2015 GSA Annual Meeting in Baltimore, Maryland, USA (1-4 November 2015)

Paper No. 208-18
Presentation Time: 9:00 AM-6:30 PM

DETERMINATION OF PROKARYOTIC PERCENT SURVIVABILITY; EXAMINATION OF OXIDATIVE DAMAGE AS MECHANISM FOR VIABILITY OF MICROBIAL MAT TRANSITING MARS ANALOGOUS CONDITIONS


SEYFERMAN, Lev1, BOES, Jeff2, ARCHER, Richard3, VIGIL, Sara2, KINCAID, Sam1, SEYFERMAN, Peer2 and MAHER SOBHANI, Barbra4, (1)Red Rocks Community College, 13300 W 6th Ave., Lakewood, CO 80228, (2)Red Rocks Community College, Lakewood, CO 80228, (3)Lakewood, CO 80228, (4)Science, Red Rocks Community College, 13300 W. Sixth Ave, Littleton, CO 80228, pseyferman@gmail.com

Examination of desiccation resistant bacteria are at the forefront of current microbial, astrobiological studies due to evolved adaptive capabilities. Bacteria were collected from sediment in Bad Water, California and prepared for high-altitude exposure via weather balloon launch. The extreme stresses this coupled microbial system experiences day to day in its natural habitat are a good analog for potential extremophilic communities on Mars. The transient stress introduced in this experiment includes a 90,000 ft altitude exposure during a two hour flight. Two flights were conducted on different sample sets from the same location. Environmental data were collected during the flight and the samples were examined pre- and post-flight. The transient stresses affecting/impacting microbial viability are pressure (0.01 atm), temperature (-80 degrees Celsius), ultraviolet radiation (UV) and were measured by the implementation of Arduino-based sensors.

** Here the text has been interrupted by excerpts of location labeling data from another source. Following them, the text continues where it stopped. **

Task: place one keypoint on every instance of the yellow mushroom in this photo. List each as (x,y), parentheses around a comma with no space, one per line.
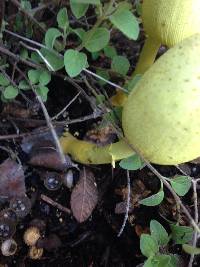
(161,115)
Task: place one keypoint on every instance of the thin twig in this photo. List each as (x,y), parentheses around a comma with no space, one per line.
(108,82)
(66,107)
(48,120)
(127,205)
(55,204)
(165,182)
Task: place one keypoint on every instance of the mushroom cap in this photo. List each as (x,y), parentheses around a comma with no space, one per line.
(170,21)
(161,117)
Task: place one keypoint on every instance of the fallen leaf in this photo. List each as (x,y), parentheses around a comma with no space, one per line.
(11,179)
(84,196)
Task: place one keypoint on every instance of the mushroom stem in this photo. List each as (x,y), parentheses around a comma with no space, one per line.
(88,153)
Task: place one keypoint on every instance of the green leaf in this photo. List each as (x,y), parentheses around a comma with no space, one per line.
(181,234)
(74,62)
(191,250)
(35,57)
(45,77)
(43,92)
(126,22)
(96,40)
(148,245)
(149,263)
(34,76)
(55,60)
(95,55)
(78,9)
(62,19)
(181,184)
(23,85)
(139,7)
(161,260)
(10,92)
(110,51)
(50,37)
(132,83)
(159,233)
(173,261)
(120,64)
(104,74)
(3,80)
(153,200)
(131,163)
(93,2)
(24,53)
(25,5)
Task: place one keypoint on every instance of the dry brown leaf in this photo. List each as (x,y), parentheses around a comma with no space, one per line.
(11,179)
(84,196)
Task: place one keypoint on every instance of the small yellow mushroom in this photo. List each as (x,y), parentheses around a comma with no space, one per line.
(166,22)
(161,115)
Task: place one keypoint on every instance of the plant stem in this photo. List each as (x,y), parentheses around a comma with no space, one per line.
(147,56)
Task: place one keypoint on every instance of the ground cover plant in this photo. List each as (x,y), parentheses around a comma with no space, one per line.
(99,133)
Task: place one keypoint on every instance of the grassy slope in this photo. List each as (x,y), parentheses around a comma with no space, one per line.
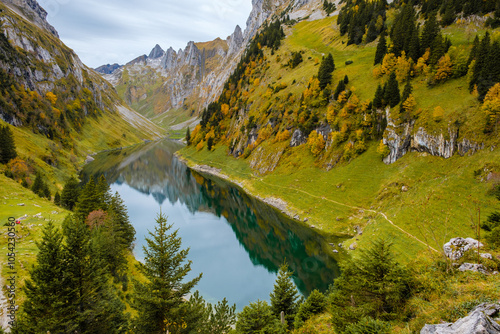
(439,202)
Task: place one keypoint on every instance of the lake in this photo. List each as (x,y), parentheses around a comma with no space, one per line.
(235,240)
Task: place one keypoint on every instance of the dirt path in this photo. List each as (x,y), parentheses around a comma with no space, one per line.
(218,172)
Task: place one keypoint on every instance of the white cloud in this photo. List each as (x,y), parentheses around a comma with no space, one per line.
(117,31)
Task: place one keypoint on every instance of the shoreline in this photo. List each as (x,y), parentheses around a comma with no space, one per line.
(275,202)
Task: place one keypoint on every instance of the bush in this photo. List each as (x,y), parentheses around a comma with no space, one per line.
(369,326)
(258,318)
(314,304)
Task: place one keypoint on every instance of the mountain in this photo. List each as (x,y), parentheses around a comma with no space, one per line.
(108,69)
(173,87)
(60,111)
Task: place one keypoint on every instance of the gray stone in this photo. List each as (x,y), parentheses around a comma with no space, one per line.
(89,159)
(298,138)
(479,321)
(486,256)
(457,247)
(473,267)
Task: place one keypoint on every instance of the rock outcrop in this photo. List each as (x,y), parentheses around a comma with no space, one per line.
(457,247)
(193,77)
(479,321)
(403,138)
(33,12)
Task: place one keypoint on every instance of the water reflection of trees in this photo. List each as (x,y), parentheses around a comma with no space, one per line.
(269,237)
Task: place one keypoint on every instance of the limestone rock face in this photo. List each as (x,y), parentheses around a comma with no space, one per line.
(402,138)
(473,267)
(298,138)
(456,247)
(157,52)
(435,145)
(479,321)
(33,12)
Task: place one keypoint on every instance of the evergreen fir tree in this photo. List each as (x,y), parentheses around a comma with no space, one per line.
(314,304)
(93,306)
(159,302)
(7,145)
(480,70)
(378,100)
(325,71)
(449,14)
(381,49)
(375,285)
(407,91)
(391,94)
(429,32)
(340,88)
(257,317)
(70,194)
(284,296)
(188,136)
(44,308)
(57,199)
(414,51)
(122,225)
(46,191)
(474,50)
(103,192)
(38,185)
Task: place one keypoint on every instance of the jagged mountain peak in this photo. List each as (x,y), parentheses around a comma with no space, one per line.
(33,12)
(157,52)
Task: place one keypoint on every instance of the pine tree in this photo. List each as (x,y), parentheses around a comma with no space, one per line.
(159,302)
(407,91)
(70,194)
(44,308)
(381,49)
(429,32)
(57,199)
(38,185)
(103,192)
(391,94)
(325,71)
(188,136)
(284,296)
(93,306)
(378,100)
(88,201)
(122,225)
(256,318)
(374,285)
(340,88)
(7,145)
(314,304)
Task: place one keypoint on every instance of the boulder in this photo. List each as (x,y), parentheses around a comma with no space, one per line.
(479,321)
(457,247)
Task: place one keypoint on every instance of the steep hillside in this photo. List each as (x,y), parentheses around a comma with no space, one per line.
(59,110)
(173,87)
(320,149)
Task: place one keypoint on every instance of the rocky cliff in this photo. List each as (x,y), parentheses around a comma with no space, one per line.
(405,137)
(35,62)
(192,77)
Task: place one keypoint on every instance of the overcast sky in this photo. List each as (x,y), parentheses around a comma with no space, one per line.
(117,31)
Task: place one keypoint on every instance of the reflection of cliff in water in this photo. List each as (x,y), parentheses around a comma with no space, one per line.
(151,169)
(269,237)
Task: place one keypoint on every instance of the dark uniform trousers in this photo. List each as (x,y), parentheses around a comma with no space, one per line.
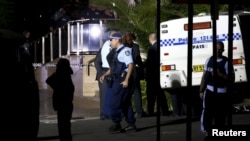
(120,102)
(216,105)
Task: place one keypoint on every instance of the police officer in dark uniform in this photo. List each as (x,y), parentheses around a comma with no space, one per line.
(215,101)
(121,71)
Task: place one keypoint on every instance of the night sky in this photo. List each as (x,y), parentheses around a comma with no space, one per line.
(34,15)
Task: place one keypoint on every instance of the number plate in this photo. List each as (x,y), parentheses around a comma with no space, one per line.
(198,68)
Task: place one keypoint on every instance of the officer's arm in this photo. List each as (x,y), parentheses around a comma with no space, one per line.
(130,70)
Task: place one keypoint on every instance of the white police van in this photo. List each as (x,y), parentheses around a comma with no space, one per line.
(174,48)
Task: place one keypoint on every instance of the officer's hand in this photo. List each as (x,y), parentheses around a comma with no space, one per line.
(124,84)
(201,95)
(102,78)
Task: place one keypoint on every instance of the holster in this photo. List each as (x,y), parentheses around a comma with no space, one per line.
(109,80)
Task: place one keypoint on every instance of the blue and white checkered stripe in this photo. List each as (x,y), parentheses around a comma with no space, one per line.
(197,40)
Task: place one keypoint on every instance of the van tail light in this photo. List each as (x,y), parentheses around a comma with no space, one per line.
(167,67)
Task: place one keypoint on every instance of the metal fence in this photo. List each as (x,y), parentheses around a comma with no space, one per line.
(78,37)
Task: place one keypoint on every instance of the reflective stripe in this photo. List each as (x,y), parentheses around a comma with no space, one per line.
(219,90)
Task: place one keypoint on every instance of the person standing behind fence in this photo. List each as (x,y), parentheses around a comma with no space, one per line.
(215,103)
(63,93)
(153,84)
(120,73)
(138,72)
(102,65)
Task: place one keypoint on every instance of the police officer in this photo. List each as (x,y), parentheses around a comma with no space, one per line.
(215,101)
(121,70)
(102,65)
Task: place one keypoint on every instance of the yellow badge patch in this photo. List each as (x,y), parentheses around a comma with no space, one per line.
(127,53)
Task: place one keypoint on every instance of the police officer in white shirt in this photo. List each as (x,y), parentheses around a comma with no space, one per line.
(121,71)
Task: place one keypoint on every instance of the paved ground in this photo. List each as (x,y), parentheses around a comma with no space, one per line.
(171,129)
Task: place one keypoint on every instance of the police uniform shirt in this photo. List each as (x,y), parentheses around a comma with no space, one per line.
(125,56)
(104,52)
(210,87)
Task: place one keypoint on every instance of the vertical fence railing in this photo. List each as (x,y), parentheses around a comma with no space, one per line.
(79,40)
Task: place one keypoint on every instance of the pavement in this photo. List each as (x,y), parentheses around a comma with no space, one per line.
(170,129)
(87,126)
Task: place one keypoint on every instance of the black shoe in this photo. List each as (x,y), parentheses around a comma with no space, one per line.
(115,128)
(141,115)
(104,117)
(129,128)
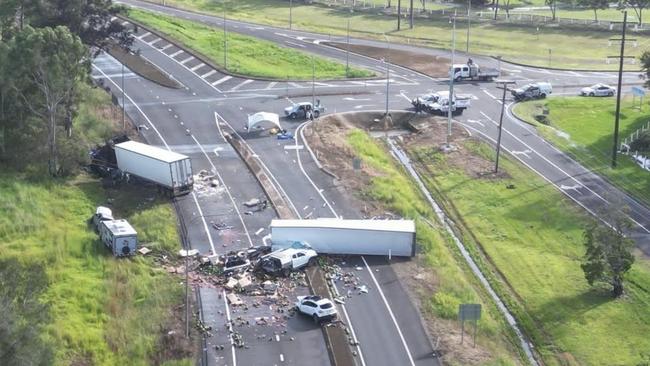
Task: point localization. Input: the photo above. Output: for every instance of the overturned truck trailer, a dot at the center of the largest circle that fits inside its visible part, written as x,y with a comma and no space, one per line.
355,237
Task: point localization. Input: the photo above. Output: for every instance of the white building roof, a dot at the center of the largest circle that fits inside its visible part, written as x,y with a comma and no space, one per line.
120,228
407,226
152,151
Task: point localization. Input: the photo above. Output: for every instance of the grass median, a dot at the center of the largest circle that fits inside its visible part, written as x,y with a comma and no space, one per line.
584,128
246,55
520,43
532,236
94,309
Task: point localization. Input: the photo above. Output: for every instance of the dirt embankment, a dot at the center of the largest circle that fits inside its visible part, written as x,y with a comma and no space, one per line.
434,66
328,138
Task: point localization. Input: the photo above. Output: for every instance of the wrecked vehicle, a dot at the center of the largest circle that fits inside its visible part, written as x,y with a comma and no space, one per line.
318,308
287,260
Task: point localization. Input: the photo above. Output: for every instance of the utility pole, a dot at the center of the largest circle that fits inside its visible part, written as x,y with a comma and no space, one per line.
452,77
225,38
618,92
469,22
290,11
505,84
347,53
387,73
399,14
123,100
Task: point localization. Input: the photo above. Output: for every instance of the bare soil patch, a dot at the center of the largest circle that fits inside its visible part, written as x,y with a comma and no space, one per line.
328,138
434,66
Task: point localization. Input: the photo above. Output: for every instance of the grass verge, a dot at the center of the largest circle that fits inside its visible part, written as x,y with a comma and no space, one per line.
246,55
99,310
519,43
584,127
455,283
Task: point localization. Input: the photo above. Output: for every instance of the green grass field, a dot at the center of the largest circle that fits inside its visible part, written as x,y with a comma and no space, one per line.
513,42
587,126
455,283
533,236
247,55
101,310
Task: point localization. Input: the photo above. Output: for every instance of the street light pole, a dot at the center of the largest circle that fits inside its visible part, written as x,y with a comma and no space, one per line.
387,73
505,84
452,76
225,38
618,92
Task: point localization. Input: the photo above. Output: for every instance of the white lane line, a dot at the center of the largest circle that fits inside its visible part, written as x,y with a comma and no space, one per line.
176,53
222,80
241,84
223,183
392,316
187,60
197,66
211,72
230,331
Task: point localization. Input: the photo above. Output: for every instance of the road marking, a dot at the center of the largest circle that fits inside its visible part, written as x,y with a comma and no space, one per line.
230,331
197,66
187,60
209,73
176,53
223,79
390,312
242,84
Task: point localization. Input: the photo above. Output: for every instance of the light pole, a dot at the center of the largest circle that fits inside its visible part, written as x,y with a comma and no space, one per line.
387,73
618,92
225,38
452,76
505,84
469,22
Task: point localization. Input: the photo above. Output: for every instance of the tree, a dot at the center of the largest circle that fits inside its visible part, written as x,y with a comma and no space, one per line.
608,255
637,6
48,64
594,5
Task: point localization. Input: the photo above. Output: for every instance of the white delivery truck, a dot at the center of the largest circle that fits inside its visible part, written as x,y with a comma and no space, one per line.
169,170
354,237
118,236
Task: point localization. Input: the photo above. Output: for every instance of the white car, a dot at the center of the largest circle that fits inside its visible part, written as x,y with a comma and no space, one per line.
598,90
316,307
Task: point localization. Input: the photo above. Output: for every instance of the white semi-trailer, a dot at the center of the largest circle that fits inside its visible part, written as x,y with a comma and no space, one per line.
168,169
355,237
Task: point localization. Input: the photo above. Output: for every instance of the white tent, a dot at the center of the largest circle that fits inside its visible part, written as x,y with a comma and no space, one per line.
260,117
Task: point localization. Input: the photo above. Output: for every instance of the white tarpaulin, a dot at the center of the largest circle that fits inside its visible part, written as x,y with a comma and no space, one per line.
260,117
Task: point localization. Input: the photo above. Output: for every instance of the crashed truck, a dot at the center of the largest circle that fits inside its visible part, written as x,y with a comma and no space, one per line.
342,236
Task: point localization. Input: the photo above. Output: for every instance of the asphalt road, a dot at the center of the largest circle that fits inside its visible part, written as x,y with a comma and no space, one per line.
385,322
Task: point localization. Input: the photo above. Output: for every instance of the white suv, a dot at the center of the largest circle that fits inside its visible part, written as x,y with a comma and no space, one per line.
316,307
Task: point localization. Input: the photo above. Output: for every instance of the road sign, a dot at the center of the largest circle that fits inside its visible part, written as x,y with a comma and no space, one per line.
638,91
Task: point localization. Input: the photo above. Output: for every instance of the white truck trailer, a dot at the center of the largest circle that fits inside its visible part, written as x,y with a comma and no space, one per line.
118,236
167,169
355,237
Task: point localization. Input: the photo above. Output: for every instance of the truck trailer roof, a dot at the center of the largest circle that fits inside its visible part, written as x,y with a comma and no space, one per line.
151,151
407,226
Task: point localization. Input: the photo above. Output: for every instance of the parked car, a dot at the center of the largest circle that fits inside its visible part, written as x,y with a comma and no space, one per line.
598,90
532,91
299,110
316,307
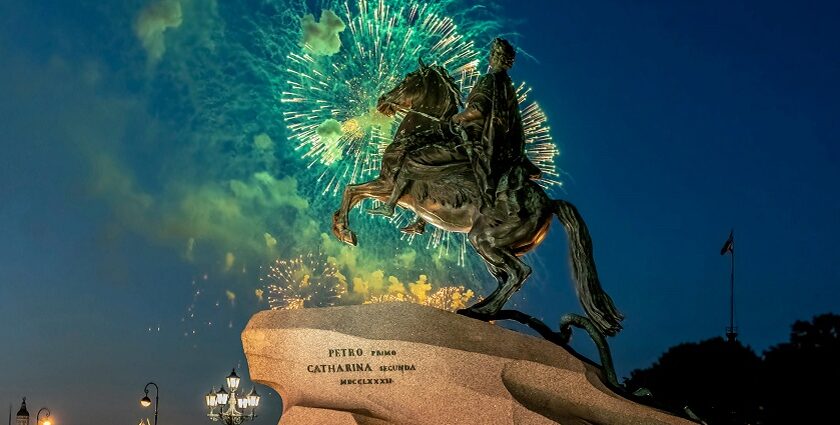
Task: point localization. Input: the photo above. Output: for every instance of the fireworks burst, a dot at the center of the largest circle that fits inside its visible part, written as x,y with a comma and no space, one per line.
449,298
330,99
304,281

Survivability of prokaryotic bacteria in the sample was determined through Baclight which is a live/dead assay that allows for accurate cell counts of live and dead cells through fluorescent dyes. Oxidative damage was assessed by CellRox Green which allows for the measurement of oxidative stress by examining the fluorescence of the cell-permeable dye when cell contents are oxidized. These two tests performed in tandem and analyzed through fluorescence microscopy in conjunction with flow-cytometry allow for a study of microbial viability as well as the mechanism for microbial death. We propose that a coupled microbial mat system may have evolved advantageous holistic adaptations to compelling environmental stress. We expect to observe strong microbial viability comparing pre and post flight samples in both sediment and culture, this viability we believe will be a function of the symbiotic relationship evident in the coupled microbial system.